Both albums enjoyed modest sales, about 50,000 copies. The band's musical alchemy was affected with the death of member Esham Jamil after a prolonged illness which began after the release of their second album.

==England==
In between the band's albums, Art wrote and recorded a solo English album. The single, "Sometimes When I Feel Blue", went to number 1 on the local charts for several weeks, and was awarded the Best Local English Pop Song in the COMPASS Awards.

In 1995, Art moved to London to reinvent himself. He started gigging at 'Open mike' sessions and continued playing on the live music circuit. He played at almost every venue in London including The Rock Garden, Bungies, The 12 Bar Club, Ain't Nothin' But the Blues etc. He also played at venues around the UK—from Kent and Manchester Universities to the Edinburgh Fringe Festival.

His musical style evolved as his circle of friends and musicians widened.
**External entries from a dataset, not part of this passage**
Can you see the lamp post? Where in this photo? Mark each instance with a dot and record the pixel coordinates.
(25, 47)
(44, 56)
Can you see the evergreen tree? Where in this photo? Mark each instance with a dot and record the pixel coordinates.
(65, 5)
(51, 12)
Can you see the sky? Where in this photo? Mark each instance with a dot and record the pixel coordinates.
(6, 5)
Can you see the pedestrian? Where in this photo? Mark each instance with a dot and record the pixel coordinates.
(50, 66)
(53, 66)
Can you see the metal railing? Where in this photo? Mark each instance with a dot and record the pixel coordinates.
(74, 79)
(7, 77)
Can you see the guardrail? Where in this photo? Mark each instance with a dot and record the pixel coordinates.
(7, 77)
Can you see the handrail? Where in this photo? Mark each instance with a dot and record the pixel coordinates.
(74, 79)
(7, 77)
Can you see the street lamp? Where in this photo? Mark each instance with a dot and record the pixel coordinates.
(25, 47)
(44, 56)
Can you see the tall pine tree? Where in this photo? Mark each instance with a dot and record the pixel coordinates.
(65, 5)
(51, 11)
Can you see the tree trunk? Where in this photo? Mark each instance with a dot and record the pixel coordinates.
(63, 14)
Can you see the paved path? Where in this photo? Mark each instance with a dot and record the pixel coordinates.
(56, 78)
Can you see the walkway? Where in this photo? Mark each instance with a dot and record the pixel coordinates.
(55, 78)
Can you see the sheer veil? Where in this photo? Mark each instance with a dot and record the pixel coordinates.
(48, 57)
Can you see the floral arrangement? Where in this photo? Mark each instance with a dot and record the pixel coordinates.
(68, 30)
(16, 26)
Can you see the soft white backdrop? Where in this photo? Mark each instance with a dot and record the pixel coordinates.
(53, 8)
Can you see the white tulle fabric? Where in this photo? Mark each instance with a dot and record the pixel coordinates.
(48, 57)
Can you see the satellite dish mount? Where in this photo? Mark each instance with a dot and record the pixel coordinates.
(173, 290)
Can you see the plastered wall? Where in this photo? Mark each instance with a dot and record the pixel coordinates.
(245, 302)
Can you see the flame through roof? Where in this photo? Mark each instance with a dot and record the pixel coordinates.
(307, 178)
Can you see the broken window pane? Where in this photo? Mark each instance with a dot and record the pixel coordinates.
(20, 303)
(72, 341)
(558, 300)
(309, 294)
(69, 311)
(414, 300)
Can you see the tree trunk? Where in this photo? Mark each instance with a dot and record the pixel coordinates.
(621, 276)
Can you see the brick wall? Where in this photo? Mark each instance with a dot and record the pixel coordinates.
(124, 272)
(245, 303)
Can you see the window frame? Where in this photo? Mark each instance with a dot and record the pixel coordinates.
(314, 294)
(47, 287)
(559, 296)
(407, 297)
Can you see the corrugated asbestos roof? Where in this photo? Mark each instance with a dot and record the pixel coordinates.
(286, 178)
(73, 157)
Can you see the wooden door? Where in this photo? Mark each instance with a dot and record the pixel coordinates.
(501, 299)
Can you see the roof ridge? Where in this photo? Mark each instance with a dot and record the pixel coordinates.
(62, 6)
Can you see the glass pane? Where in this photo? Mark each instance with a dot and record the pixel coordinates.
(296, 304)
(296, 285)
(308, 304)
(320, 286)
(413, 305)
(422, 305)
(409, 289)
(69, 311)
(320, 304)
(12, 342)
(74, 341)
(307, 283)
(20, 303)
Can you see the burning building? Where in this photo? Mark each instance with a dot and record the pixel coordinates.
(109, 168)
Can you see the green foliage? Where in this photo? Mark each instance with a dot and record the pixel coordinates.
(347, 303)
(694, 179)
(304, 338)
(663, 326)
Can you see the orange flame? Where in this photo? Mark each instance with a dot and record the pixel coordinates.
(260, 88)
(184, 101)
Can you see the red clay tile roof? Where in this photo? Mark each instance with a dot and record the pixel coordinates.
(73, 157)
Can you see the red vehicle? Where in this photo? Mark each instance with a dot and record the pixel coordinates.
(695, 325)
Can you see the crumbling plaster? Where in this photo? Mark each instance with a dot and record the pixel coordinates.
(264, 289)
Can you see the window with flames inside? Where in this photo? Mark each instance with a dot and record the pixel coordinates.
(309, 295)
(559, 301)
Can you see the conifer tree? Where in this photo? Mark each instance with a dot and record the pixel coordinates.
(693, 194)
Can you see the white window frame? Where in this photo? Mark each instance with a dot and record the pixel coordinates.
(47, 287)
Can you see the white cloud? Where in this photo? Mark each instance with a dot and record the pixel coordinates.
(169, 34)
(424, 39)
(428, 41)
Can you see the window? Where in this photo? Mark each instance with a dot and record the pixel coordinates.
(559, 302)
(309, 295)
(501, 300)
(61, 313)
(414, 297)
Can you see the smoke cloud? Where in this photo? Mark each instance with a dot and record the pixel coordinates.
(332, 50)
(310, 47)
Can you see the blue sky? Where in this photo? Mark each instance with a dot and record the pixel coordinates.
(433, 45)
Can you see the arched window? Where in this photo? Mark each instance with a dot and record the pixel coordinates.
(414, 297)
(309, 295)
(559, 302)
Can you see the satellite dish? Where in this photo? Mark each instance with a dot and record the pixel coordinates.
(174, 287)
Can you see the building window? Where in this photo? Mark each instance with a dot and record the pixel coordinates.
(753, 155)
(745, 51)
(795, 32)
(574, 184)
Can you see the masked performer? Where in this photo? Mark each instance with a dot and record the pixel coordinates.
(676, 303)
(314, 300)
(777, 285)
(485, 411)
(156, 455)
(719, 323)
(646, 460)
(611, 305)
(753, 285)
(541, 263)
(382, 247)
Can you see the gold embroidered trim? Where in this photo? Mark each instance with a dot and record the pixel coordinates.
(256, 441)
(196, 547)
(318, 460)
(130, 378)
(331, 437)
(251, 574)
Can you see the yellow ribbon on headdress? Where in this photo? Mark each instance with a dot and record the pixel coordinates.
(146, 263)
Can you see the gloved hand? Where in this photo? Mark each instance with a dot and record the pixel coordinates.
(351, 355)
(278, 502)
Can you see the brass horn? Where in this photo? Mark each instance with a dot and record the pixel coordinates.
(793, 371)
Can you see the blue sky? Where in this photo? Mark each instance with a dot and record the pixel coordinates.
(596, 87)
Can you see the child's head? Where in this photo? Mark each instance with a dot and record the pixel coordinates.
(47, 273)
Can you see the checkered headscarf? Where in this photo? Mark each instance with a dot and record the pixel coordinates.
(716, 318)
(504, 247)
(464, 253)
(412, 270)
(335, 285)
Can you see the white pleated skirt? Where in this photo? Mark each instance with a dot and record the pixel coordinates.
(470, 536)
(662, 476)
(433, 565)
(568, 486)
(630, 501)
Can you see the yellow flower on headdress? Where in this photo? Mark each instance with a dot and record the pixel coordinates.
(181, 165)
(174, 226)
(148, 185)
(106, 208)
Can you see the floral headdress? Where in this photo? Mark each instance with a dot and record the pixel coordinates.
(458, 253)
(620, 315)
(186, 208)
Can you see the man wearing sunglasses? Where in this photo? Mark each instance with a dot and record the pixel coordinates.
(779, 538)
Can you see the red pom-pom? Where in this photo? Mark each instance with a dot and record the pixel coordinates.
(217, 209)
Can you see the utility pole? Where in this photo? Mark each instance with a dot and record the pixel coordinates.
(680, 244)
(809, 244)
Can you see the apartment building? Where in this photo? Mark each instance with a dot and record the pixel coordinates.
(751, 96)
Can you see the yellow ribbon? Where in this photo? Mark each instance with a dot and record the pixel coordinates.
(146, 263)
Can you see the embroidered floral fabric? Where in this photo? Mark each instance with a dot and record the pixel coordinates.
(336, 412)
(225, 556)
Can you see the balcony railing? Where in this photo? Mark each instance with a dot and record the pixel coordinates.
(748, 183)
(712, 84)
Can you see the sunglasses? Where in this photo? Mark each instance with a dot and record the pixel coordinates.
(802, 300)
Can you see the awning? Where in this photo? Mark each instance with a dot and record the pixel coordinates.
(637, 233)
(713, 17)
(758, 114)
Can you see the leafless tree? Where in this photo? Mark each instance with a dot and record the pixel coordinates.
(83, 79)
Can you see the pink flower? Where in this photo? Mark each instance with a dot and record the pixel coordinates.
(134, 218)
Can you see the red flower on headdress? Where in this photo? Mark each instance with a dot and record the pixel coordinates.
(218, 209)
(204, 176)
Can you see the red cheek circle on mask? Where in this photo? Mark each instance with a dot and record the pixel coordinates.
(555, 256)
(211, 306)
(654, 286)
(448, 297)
London was 'a grove of the mind'. The city's colourful multiculturalism gave him space and energy to explore.

Some of his best live cuts were captured in his 1998 release "Acoustic Juju" which also included the Edinburgh's Tympnali Song Competition winner, "Monsoon Rain".

In January 2000, Fazil returned to Singapore to perform for the Taman Warisan Fundraiser (Malay Heritage Board), performing with the Singapore Symphony Orchestra at the Victoria Theatre and Concert Hall. The prestigious event was attended by the President of the Republic of Singapore, Mr. Sellapan Ramanathan and the First Lady, Foreign Dignitaries and local members of parliament.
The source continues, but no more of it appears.